Thread overview
Cross-module inlining in gdc
Feb 09, 2011
Mike Farnsworth
Feb 09, 2011
Trass3r
Feb 09, 2011
Mike Farnsworth
Feb 09, 2011
Iain Buclaw
February 09, 2011
So, as I've been working on getting the gcc builtins available to D code (somewhat successfully as of last night, I might add), I've run into a fairly significant inlining problem.

Given a function definition in D, where I want to force inlining:

// Assume __v4sf is defined by the compiler
pragma(set_attribute, _mm_add_ps, always_inline, artificial);
__v4sf _mm_add_ps (__v4sf __A, __v4sf __B)
{
    return __builtin_ia32_addps(__A, __B);
}

When this occurs in the module I care about, it works dandy.  It gets inlined, the generated code is pretty optimal, etc.  When it is defined in another module, and I call the function, I get messages like "sorry, unimplemented: inlining failed" where it states it doesn't have the body of the function.

I was compiling each file as a separate module, one at a time, so I used -combine to give it multiple source files at once and allow it to link it right away.  That didn't make any difference.  If I take away the pragma, it will then compile, but it never inlines.

When doing -combine, is there a way to get gdc to feed all of the source to the frontend all at once, such that all the definitions/bodies/etc. are all present so that inlining can occur?  I would imagine even this strategy falls apart when linking against a library; is there any way we can support something like -flto so that at codegen time gcc has more opportunity to do inlining?
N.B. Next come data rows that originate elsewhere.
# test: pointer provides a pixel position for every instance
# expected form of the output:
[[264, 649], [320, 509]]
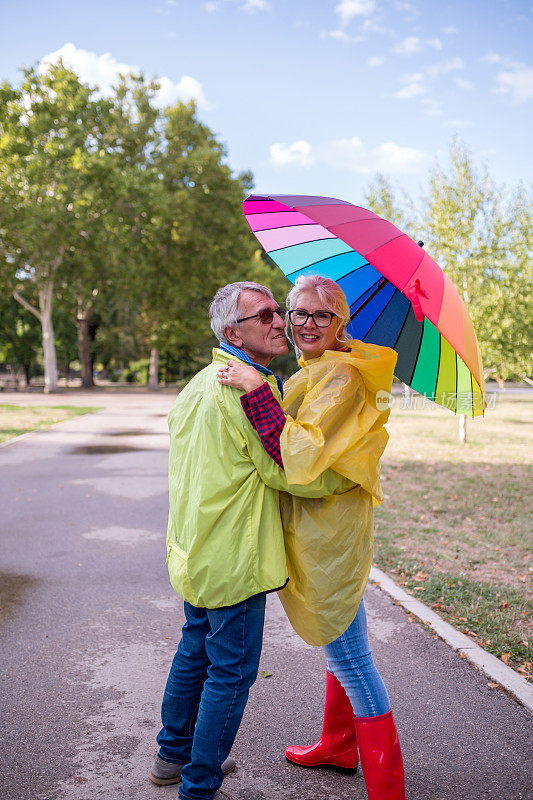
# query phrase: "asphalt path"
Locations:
[[90, 624]]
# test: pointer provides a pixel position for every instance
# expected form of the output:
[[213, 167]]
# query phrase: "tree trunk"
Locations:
[[462, 429], [49, 347], [83, 318], [44, 315], [153, 375]]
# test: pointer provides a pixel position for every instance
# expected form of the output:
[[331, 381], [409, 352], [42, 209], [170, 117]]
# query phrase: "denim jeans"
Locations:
[[207, 689], [349, 658]]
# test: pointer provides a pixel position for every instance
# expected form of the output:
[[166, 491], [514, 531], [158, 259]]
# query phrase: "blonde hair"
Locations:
[[330, 293]]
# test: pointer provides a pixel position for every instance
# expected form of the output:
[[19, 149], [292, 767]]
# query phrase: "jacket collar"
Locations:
[[242, 356]]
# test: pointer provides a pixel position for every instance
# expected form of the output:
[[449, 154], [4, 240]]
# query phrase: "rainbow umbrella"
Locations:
[[398, 295]]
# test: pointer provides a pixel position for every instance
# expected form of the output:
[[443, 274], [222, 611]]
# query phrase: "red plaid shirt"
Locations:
[[266, 416]]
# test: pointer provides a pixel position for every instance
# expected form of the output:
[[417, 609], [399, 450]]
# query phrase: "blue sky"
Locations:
[[313, 96]]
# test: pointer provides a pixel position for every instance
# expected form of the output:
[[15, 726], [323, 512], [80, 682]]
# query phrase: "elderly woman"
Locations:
[[331, 419]]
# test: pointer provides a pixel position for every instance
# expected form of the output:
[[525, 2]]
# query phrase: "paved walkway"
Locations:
[[90, 625]]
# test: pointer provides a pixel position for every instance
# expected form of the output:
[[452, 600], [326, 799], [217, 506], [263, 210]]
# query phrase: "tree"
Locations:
[[473, 236], [50, 164], [19, 336], [193, 241]]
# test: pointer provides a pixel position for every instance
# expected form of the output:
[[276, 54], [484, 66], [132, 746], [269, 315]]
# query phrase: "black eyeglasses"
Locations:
[[266, 315], [322, 319]]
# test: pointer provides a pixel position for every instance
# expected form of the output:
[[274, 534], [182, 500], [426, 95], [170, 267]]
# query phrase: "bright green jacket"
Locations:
[[225, 540]]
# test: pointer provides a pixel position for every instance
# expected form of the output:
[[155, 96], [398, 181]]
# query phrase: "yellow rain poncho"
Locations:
[[333, 421]]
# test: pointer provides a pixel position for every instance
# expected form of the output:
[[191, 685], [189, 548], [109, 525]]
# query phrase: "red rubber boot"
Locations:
[[381, 757], [337, 747]]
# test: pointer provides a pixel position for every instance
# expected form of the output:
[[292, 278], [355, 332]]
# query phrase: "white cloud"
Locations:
[[350, 154], [444, 67], [413, 44], [464, 84], [348, 9], [297, 153], [388, 157], [251, 6], [493, 58], [432, 107], [516, 79], [518, 82], [407, 8], [413, 86], [456, 124], [103, 71], [338, 34]]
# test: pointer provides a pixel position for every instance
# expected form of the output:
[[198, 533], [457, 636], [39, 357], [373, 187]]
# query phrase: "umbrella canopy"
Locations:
[[398, 295]]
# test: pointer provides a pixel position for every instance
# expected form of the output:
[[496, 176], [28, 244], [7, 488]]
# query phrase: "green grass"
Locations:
[[16, 420], [455, 526]]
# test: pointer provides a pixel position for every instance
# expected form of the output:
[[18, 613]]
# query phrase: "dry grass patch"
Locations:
[[455, 527], [16, 420]]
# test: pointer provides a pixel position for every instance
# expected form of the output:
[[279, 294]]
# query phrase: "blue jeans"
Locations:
[[350, 659], [207, 689]]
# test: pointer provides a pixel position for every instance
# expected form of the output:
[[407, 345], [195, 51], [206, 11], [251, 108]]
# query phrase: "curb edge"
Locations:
[[460, 642]]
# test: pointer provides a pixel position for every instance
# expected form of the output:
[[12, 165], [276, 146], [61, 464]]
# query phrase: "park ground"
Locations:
[[89, 626], [455, 527]]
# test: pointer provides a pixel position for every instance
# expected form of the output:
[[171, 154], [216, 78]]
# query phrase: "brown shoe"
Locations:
[[164, 773]]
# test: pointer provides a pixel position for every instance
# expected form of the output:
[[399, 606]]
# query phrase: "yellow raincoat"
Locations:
[[333, 421]]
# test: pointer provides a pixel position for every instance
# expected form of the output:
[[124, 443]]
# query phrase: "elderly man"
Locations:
[[225, 546]]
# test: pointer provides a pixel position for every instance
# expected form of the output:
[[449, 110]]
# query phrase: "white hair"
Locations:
[[223, 309], [330, 294]]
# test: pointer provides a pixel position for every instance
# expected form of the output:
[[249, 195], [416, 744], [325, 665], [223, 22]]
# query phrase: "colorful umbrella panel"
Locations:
[[417, 310]]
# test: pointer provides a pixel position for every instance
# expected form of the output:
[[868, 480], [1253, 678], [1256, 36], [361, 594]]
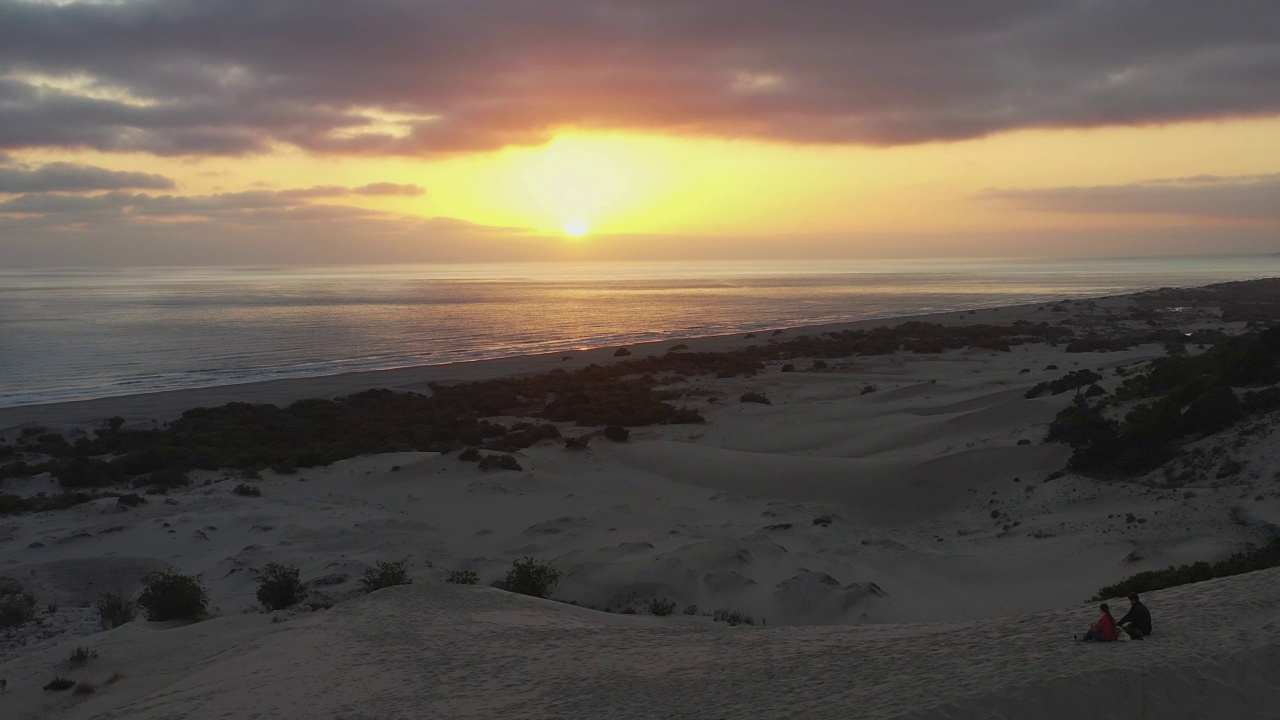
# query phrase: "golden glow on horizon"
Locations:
[[723, 190]]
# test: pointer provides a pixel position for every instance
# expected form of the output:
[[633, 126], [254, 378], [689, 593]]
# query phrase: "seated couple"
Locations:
[[1136, 623]]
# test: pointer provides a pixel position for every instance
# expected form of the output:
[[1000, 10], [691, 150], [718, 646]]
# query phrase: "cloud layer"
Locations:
[[1252, 197], [67, 177], [191, 77]]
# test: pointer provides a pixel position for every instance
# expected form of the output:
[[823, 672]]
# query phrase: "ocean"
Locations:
[[83, 333]]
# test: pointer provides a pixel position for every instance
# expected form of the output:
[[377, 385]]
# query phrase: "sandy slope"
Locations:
[[439, 651], [941, 510]]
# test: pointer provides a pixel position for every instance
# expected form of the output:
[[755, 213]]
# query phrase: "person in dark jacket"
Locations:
[[1105, 629], [1137, 621]]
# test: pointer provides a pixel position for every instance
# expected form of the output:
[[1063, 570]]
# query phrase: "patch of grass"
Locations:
[[115, 610], [462, 578], [81, 657], [59, 684], [280, 587], [246, 490], [499, 463], [530, 577], [384, 575], [173, 596], [732, 616], [17, 605], [661, 606], [1238, 564]]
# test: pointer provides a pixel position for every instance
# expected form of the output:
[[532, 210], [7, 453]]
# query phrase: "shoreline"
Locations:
[[169, 404]]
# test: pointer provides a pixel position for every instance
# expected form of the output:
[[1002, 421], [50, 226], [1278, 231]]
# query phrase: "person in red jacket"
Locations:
[[1105, 629]]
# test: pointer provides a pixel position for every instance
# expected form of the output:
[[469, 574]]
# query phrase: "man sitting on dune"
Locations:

Intrinsic wrappers defined in a different module, and then never getting inlined kinda defeats the purpose of the intrinsics.  It'd be nice if we can find a way to get cross-module inlining to work, even if it means using link-time optimization.

-Mike

February 09, 2011
> // Assume __v4sf is defined by the compiler
> pragma(set_attribute, _mm_add_ps, always_inline, artificial);
> __v4sf _mm_add_ps (__v4sf __A, __v4sf __B)
> {
>     return __builtin_ia32_addps(__A, __B);
> }

2 notes:
Isn't it pragma(GNU_set_attribute?

And you should be able to do
pragma(GNU_attribute, always_inline, artificial)
__v4sf _mm_add_ps....

as well.
February 09, 2011
Trass3r Wrote:

> > // Assume __v4sf is defined by the compiler
> > pragma(set_attribute, _mm_add_ps, always_inline, artificial);
> > __v4sf _mm_add_ps (__v4sf __A, __v4sf __B)
> > {
> >     return __builtin_ia32_addps(__A, __B);
> > }
> 
> 2 notes:
> Isn't it pragma(GNU_set_attribute?
> 
> And you should be able to do
> pragma(GNU_attribute, always_inline, artificial)
> __v4sf _mm_add_ps....
> 
> as well.

That's the syntax that ibuclaw gave me, and it does indeed work.  GNU_set_attribute is deprecated now, as far as I know (from spelunking through the code).

-Mike

February 09, 2011
== Quote from Mike Farnsworth (mike.farnsworth@gmail.com)'s article
> When doing -combine, is there a way to get gdc to feed all of the source to the
frontend all at once, such that all the definitions/bodies/etc. are all present so that inlining can occur?  I would imagine even this strategy falls apart when linking against a library; is there any way we can support something like -flto so that at codegen time gcc has more opportunity to do inlining?

-combine does feed all of the source to the frontend all at once. Why it doesn't get inlined is likely because the gcc backend consider to not do so (ie: because code size would grow).

-flto should be supported if gcc was builtin with it enabled (--enable-languages=lto) I've never tried it though, so that's a second guess.